I fill with rage. “Get me a towel.” Benicio grabs one from the bathroom.
I wipe the side of Herr Freymann’s head. It’s difficult to see, but the wound doesn’t appear quite as deep as it might seem with so much blood.
He moans. He’s alive. “Help me get him to the bedroom.”
Someone is rifling through the kitchen. Furniture shifts; drawers open and close.
“They’re going to come back,” Benicio says.
“Help me,” I say, and together we pull Herr Freymann into the bedroom across the hall.
I grab a pillow off the bed and place it under his head. “He needs a doctor right away.”
“If I’m not mistaken ther
e’s one in the house.”
My head shoots up. “Stay with him.”
“Celia!”
I take off running down the stairs.
Frau Freymann sits at the kitchen table, her soft body shaking everywhere. Jonathon stands at the sink with a blond, bold-faced man, a business type in a jacket similar to Jonathon’s.
“Hello, Cee,” Jonathon says with clear, honest anger in his tone.
“I’ll sign whatever you want,” I say. “Just let them go.”
“If only it were that simple.”
I pull the pistol out from behind me and point it at Jonathon’s acquaintance. “I understand you’re a doctor,” I say. “I want you to go upstairs and take care of Herr Freymann’s head.”
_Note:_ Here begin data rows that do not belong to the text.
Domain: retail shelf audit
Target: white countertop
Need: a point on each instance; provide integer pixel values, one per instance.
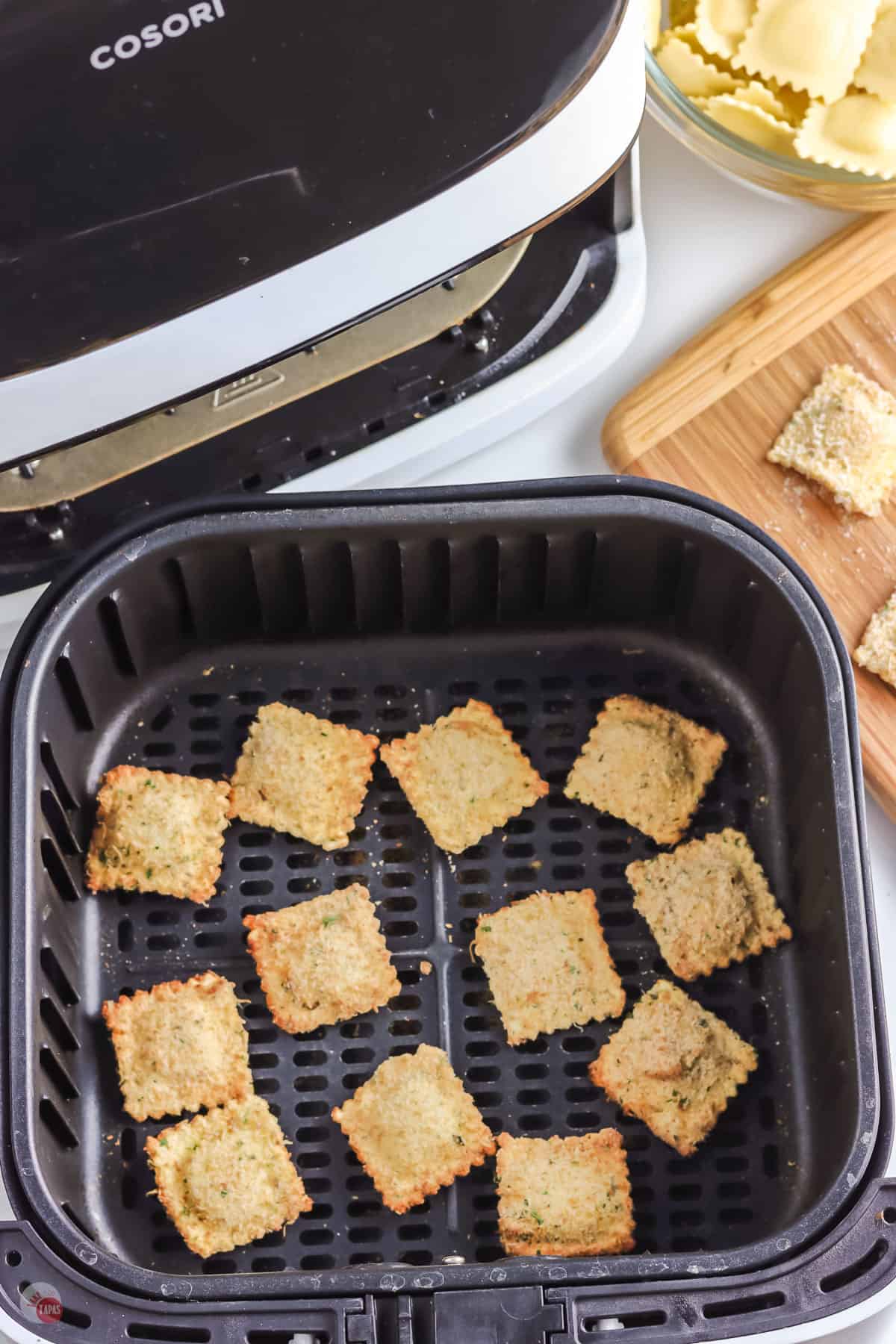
(709, 242)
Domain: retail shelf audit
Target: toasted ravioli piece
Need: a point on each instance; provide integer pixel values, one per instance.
(675, 1066)
(179, 1046)
(877, 651)
(844, 437)
(414, 1128)
(324, 960)
(721, 25)
(750, 121)
(857, 134)
(709, 903)
(158, 833)
(464, 776)
(877, 69)
(226, 1177)
(564, 1196)
(648, 765)
(302, 774)
(808, 45)
(548, 964)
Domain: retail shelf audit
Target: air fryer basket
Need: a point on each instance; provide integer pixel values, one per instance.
(382, 613)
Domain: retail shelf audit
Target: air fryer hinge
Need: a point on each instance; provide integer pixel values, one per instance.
(480, 1316)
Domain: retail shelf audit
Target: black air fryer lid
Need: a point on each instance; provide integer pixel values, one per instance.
(158, 158)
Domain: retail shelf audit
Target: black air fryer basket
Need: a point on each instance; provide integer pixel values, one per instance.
(385, 611)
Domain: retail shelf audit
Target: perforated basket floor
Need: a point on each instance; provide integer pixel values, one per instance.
(735, 1189)
(156, 662)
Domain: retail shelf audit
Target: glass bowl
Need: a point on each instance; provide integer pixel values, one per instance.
(755, 167)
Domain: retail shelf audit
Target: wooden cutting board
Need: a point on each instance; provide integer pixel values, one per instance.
(709, 416)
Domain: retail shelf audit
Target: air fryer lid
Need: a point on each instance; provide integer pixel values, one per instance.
(161, 156)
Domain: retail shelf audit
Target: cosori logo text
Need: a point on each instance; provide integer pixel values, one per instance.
(153, 34)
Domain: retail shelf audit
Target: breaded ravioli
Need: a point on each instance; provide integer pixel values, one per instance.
(158, 833)
(226, 1177)
(464, 774)
(304, 776)
(564, 1196)
(647, 765)
(179, 1046)
(548, 964)
(709, 903)
(675, 1066)
(844, 437)
(414, 1128)
(324, 960)
(877, 648)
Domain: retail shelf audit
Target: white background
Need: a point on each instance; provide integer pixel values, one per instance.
(709, 242)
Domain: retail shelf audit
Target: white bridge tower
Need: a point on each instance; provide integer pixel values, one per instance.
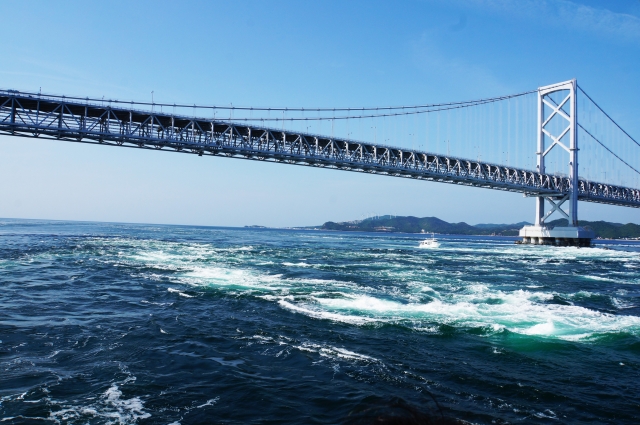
(566, 112)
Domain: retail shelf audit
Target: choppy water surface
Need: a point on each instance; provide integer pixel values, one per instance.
(114, 323)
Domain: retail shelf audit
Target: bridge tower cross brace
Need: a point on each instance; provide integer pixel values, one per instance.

Jonathon laughs. I point the pistol at him.
“I wouldn’t point that toy at me if I were you,” he says.
“You’re not me.”
“True.” He nods to the man beside him, gesturing to the pantry door.
The man makes a move to open it.
“Don’t,” I say.
“I have something for you,” Jonathon says. “Something that I think is going to simplify everything.” He gestures to the man again. “Go ahead. Open it.”
I take a step back as the pantry door swings open.
My eyes are playing tricks. What I see can’t be there. I gape into the dim pantry, but it won’t go away. It won’t turn into something that makes sense. There’s no trick of light, no optical illusion. It’s there. He’s there.
Oliver.
My son is tied to a chair, his mouth gagged with duct tape, his eyes sluggish and red. He doesn’t seem to see me. He doesn’t seem to see anything at all. Behind him stands the man who drove Jonathon to the bank. He has a kitchen knife in his hand. It rests on Oliver’s shoulder.
My mind struggles to take this in, but my heart refuses to accept it.
Jonathon’s acquaintance lets go and the door swings shut.
“Oliver!” I jab the pistol in the air at Jonathon. “He was in Minneapolis! He was with Seth!”
“You remember Maggie? Couldn’t wait to tell me everything so I could bring her boyfriend home.”